In the context of the user research for data.tricoteuses.fr @eudmo2 @dachary and @eraviart used the transcript of the five intercept interview of developers working with data sets in a session of affinity mapping.

Methodology

A. Generating the sticky notes . In this step, team members write down ideas by reading the interview scripts on separate sticky notes. They should write down ideas exactly was found in the interview and refrain from interpreting any of them. They should not skip an idea they find unimportant. They should not ideas that came to mind but that are not in the interview. The sticky notes are not sorted, they are in chronological order, in a group that has the interview number to identify them.
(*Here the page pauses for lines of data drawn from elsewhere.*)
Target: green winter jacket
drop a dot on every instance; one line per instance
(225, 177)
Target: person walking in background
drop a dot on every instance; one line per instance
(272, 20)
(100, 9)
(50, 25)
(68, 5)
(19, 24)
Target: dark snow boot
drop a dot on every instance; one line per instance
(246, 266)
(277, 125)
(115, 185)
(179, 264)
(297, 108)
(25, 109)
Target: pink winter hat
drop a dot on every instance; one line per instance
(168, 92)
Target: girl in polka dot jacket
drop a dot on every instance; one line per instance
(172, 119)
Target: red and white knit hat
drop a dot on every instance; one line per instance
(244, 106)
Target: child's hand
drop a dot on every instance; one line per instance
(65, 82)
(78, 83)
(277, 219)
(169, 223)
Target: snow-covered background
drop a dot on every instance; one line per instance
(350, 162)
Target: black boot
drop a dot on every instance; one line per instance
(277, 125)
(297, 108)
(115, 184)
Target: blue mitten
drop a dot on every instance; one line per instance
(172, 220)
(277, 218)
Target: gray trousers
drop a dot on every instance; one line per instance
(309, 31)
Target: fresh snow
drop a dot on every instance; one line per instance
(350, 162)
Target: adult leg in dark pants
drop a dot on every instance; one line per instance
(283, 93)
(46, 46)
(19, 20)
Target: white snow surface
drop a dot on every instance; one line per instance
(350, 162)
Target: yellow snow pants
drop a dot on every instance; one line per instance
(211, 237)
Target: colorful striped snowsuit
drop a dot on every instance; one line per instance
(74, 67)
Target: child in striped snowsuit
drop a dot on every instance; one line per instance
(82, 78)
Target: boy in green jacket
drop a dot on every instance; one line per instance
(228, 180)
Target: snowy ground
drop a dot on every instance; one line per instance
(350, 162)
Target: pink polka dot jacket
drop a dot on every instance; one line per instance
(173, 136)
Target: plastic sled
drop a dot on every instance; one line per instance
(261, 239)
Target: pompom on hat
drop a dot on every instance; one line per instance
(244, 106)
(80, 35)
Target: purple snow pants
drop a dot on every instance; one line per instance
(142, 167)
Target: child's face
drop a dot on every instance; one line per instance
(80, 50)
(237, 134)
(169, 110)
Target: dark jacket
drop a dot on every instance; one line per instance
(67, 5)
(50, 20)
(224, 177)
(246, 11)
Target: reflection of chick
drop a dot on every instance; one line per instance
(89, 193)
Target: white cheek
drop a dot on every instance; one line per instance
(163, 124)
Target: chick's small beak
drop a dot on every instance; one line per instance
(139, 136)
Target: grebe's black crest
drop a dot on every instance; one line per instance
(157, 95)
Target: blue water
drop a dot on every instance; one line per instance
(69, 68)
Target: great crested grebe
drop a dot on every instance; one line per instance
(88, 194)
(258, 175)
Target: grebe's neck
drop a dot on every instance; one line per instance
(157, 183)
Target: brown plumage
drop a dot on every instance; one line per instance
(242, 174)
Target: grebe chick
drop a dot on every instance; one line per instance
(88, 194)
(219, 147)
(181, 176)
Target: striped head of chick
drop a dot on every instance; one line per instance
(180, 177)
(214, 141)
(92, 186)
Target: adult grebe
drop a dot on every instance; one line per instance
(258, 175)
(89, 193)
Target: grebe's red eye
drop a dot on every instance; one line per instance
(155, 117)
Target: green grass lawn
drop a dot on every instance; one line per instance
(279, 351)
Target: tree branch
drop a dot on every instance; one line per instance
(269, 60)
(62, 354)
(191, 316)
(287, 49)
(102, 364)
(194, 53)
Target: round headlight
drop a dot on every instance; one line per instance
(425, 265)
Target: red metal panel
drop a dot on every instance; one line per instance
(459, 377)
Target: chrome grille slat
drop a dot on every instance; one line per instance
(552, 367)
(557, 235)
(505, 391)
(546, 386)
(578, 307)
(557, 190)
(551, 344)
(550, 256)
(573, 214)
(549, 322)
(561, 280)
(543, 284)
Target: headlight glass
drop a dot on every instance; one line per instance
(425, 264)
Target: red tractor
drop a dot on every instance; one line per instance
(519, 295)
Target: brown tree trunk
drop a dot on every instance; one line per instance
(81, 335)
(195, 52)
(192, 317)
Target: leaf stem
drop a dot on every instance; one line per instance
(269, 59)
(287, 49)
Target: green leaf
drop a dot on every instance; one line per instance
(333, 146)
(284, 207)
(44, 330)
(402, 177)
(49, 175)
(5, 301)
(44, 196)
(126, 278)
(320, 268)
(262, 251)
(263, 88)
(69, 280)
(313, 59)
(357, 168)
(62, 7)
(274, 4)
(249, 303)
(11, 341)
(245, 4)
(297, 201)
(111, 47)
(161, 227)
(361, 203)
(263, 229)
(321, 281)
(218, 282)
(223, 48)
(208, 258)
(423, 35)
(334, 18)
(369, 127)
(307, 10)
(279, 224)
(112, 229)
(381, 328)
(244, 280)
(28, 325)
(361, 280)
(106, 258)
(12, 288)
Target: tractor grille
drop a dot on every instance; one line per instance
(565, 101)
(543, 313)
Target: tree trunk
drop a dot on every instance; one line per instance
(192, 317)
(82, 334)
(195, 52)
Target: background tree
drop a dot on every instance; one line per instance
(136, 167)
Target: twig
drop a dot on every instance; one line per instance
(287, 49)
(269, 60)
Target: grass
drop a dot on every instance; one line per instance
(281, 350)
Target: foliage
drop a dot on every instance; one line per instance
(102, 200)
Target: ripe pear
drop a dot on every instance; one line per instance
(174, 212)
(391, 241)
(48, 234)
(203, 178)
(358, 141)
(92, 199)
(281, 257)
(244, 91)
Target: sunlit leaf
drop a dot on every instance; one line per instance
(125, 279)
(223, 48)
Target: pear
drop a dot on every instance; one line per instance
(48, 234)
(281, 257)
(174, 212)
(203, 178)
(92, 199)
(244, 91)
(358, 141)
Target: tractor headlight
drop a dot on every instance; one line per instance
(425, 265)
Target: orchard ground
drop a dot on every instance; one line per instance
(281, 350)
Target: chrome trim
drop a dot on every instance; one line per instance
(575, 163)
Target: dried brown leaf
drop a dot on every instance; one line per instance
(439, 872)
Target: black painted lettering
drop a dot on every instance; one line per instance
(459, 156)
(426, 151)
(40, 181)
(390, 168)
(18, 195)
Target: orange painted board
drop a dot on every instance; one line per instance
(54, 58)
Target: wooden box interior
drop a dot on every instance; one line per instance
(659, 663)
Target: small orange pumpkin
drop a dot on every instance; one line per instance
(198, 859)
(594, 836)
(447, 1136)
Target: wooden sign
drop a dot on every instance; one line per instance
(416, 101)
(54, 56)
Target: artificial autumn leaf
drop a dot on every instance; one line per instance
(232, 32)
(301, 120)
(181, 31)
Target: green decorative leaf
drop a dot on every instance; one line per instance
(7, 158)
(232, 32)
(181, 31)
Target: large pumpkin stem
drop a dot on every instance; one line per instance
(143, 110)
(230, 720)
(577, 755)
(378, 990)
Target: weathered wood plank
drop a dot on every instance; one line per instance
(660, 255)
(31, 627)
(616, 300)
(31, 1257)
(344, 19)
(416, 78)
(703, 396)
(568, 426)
A different color is used for each interview.
The About you part of the interview gives context but usually does not contain ideas

B. Organizing the notes in groups . After the the ideation session, the team has a workshop devoted to analyzing the notes by:

sorting them into categories: each participant takes the notes of someone else and group them into categories (as many as they want). Each category is identified by a sticky note.
prioritizing each note: when everybody is finished sorting, all participants get together and merge all categories. The categories of a participant is chosen first and they get to explain them to the other participants who debate on their relevance and suggest improvements. When this is done, another participant takes their categories and does the same, merging them with the previous session results. And so on.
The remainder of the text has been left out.